Guy Pratte's resignation comes after he filed a motion last week with the Federal Court arguing that the Canadian Judicial Council panel hearing the inquiry had over-stepped its bounds by becoming involved in a hearing while also presiding over it.
Pratte did not immediately return calls seeking comment and the executive director of the council would not say why Pratte stepped down.
"I am not going to comment on why he left. We are aware of course of the judicial review application and it is something that the council may have to address at some point," Norman Sabourin said Monday.
"We have accepted that resignation and we have to move forward to make sure it doesn't create a delay."

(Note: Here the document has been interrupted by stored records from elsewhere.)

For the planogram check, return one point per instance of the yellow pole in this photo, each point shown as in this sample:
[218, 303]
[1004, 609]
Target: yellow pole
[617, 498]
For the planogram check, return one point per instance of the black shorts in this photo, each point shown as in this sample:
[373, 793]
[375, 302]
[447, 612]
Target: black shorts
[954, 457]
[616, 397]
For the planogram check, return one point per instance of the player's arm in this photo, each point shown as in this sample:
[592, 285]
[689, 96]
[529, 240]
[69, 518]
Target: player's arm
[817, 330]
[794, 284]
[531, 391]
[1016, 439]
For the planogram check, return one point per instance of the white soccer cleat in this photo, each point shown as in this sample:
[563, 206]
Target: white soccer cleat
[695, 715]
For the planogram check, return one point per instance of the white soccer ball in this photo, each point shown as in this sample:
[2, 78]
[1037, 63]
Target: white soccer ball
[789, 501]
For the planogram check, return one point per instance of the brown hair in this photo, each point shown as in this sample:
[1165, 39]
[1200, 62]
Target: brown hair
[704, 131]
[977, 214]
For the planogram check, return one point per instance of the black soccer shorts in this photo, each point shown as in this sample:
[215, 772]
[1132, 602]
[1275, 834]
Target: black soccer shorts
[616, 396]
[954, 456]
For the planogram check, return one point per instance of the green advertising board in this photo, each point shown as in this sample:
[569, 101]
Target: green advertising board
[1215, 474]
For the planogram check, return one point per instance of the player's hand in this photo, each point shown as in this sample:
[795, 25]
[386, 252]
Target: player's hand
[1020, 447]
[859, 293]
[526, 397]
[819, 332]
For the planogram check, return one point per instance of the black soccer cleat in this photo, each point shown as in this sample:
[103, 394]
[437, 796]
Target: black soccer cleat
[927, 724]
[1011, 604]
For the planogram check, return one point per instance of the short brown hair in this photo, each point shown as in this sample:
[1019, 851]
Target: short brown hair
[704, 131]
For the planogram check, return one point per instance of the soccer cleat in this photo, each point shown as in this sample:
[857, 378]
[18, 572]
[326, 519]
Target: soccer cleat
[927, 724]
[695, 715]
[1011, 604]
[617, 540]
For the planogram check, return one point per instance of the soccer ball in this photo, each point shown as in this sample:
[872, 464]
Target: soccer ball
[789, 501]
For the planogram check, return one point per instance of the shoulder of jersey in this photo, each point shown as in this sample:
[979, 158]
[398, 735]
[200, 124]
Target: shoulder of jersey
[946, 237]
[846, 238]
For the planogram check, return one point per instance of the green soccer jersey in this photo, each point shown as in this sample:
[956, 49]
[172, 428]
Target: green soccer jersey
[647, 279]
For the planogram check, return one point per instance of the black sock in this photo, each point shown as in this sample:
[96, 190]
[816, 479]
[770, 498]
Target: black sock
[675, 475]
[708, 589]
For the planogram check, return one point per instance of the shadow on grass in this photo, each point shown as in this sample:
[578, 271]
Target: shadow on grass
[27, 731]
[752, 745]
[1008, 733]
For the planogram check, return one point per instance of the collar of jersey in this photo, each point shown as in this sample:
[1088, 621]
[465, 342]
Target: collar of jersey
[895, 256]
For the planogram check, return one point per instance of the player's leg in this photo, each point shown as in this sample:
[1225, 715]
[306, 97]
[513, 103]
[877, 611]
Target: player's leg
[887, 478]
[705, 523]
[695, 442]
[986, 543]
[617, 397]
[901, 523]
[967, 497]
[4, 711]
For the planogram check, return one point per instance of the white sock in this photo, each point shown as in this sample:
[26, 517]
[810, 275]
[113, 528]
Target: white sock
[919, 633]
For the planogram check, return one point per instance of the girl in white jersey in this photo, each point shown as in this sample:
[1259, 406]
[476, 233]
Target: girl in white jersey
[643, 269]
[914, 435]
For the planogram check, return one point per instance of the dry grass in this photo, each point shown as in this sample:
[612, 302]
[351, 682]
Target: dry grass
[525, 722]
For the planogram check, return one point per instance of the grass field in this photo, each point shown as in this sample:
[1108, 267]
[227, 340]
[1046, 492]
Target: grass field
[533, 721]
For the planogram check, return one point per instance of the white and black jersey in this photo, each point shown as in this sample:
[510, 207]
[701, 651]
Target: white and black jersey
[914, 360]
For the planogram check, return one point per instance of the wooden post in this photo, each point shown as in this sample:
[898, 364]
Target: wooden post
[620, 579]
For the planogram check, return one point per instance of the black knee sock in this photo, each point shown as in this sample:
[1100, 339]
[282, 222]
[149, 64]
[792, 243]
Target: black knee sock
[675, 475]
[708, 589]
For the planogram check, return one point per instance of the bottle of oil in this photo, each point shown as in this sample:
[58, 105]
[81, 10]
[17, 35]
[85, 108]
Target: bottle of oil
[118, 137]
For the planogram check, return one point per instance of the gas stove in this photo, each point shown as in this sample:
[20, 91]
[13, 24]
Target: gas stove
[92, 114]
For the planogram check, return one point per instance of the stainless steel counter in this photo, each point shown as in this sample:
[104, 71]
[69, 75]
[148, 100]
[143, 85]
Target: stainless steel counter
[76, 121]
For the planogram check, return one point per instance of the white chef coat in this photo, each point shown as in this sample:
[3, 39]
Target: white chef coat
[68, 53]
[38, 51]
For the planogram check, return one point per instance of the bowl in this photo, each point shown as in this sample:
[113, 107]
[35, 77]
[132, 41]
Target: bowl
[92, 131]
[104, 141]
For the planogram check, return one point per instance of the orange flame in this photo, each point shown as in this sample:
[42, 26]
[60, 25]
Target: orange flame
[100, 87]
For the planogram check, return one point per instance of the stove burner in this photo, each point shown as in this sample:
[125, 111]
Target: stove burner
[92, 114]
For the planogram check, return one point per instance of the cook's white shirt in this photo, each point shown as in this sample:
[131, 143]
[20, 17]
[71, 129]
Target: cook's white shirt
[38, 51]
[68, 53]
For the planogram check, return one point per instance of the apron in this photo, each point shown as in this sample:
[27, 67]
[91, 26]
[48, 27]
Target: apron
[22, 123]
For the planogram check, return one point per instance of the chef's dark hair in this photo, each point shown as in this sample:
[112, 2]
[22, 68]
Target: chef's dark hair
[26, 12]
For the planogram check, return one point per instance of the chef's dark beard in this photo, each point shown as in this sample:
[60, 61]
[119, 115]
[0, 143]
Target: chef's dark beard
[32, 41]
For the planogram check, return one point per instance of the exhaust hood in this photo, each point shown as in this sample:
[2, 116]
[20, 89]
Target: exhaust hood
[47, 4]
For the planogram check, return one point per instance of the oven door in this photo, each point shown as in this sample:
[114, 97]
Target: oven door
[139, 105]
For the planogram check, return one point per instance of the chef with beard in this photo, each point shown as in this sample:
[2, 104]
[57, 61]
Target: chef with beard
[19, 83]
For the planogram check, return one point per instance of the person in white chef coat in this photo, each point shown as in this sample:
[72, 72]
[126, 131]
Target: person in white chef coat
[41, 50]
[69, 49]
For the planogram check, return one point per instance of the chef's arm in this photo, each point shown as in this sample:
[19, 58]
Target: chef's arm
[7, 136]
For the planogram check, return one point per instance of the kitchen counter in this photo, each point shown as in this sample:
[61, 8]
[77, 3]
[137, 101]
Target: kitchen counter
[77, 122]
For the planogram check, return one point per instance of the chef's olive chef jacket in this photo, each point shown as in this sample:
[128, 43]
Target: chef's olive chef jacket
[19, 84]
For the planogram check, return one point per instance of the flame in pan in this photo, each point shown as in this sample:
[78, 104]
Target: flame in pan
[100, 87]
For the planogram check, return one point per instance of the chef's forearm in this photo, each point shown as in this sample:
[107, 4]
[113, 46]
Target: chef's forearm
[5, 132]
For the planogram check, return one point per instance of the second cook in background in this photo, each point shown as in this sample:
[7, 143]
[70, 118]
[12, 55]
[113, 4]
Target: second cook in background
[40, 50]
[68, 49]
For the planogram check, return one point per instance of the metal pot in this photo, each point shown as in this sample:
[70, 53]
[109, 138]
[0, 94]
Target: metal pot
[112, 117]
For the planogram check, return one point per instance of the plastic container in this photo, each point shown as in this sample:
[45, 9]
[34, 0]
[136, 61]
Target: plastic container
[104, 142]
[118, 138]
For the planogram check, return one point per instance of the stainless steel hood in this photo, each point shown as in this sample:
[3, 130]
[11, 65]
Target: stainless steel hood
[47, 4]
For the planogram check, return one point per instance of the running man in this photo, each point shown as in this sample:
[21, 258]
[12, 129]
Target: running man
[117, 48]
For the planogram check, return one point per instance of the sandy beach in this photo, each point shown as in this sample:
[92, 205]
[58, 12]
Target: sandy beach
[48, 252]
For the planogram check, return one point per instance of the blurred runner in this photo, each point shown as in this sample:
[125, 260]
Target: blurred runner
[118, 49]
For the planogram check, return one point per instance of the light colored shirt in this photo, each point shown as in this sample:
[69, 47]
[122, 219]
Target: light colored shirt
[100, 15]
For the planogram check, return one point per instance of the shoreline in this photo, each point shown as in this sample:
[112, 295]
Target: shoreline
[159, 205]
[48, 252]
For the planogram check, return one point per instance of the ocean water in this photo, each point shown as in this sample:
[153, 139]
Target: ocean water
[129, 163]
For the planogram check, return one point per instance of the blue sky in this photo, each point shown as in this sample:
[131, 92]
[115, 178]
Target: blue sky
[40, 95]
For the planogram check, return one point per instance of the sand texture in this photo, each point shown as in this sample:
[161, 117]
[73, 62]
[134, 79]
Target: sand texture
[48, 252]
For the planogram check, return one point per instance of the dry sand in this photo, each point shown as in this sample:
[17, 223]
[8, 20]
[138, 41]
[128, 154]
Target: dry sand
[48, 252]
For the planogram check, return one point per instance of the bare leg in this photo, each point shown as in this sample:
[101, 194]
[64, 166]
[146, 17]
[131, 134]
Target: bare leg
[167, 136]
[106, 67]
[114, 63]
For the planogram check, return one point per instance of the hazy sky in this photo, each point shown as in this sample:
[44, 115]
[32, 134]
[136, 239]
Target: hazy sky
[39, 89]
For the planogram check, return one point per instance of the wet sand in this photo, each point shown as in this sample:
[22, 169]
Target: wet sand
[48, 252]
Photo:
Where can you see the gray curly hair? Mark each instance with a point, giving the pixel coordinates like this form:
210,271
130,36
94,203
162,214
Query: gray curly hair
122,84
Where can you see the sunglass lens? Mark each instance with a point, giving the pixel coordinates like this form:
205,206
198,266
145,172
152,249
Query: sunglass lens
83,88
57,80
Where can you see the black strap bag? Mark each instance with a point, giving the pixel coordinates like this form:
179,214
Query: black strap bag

A council committee is looking into the conduct of Justice Lori Douglas, whose husband uploaded sexually explicit photos of her to the Internet in 2003, when the couple were family law lawyers at a Winnipeg firm.
Douglas eventually went on to be named associate chief justice of the Manitoba Court of Queen's Bench, heading up the family court division.
Earlier this month, Douglas's lawyer asked the Federal Court to quash the inquiry.
Sheila Block argued that, during cross-examination of some witnesses, the lawyer acting for the committee members, George Macintosh, had used "aggressive and argumentative questions, sexist and insulting references, misstatements and distortions of the evidence and attacks on (Douglas's) character and credibility''.
Pratte filed his own application with the court. He did not ask that the inquiry be scrubbed, only that Macintosh be prevented from asking any more questions and that previous questions be stricken from the record.
"The procedure adopted by the committee is beyond its jurisdiction, violates the (Canadian Judicial Council) bylaws and policies and ... is inconsistent with the principles of fairness by which the committee is legally bound," Pratte wrote.
The committee, which includes the chief justices of Alberta, Prince Edward Island and Newfoundland and Labrador, disagreed.
"An inquiry committee retains a responsibility to search for the truth. It is performing a vital fact-finding mission," the committee members wrote in a document released last week.
"If that requires an inquiry committee, directly or through its counsel, to engage in strong questioning of a witness, then this necessity must prevail over any perception of the moment."
The controversy around Douglas began when her husband, Jack King, sexually harassed a client.
In 2003, when Douglas and King were family law lawyers at the same firm, King uploaded sexually explicit photos of Douglas on a website dedicated to interracial sex. Some showed her in bondage gear or performing sex acts. He also emailed photos to a client named Alexander Chapman and asked him to have sex with Douglas.
Chapman complained to the law firm and King settled the matter within weeks by paying Chapman $25,000 to return all the photos and to never discuss the matter.
Chapman broke that deal in 2010 and complained to the judicial council, insisting Douglas was part of the sexual harassment.
Among the allegations before the inquiry is that Douglas did not disclose the matter when she applied to be a judge. She applied three times before finally being accepted in 2005.
The inquiry is also examining whether the very existence of the photos precludes Douglas from continuing in her job.
Douglas has said all along that her husband acted without her knowledge and that she should not be punished for her husband's misdeeds. She and King are still married.
Macintosh grilled Douglas's husband last month, suggesting it was impossible that Douglas never knew about the nude photos. With rapid-fire questions, he repeatedly asked King how Douglas could not be alarmed that he had snapped more than 100 pictures of her over the years, with digital, film and instant cameras.
It's not clear when Block or Pratte's applications to the Federal Court might be heard. The inquiry is on a break. It was originally scheduled to finish hearing evidence last month, but most witnesses have yet to testify. The committee had talked about resuming hearings in the fall, although no firm dates have been set.
The Canadian Judicial Council has only held inquiries into judges nine times in 40 years. It has only once recommended that a judge be removed.
In 2009, the council recommended to the federal government that Paul Cosgrove be removed as a justice of the Ontario Superior Court due to incompetence and abuse of his powers. Cosgrove resigned before the federal government could make its decision.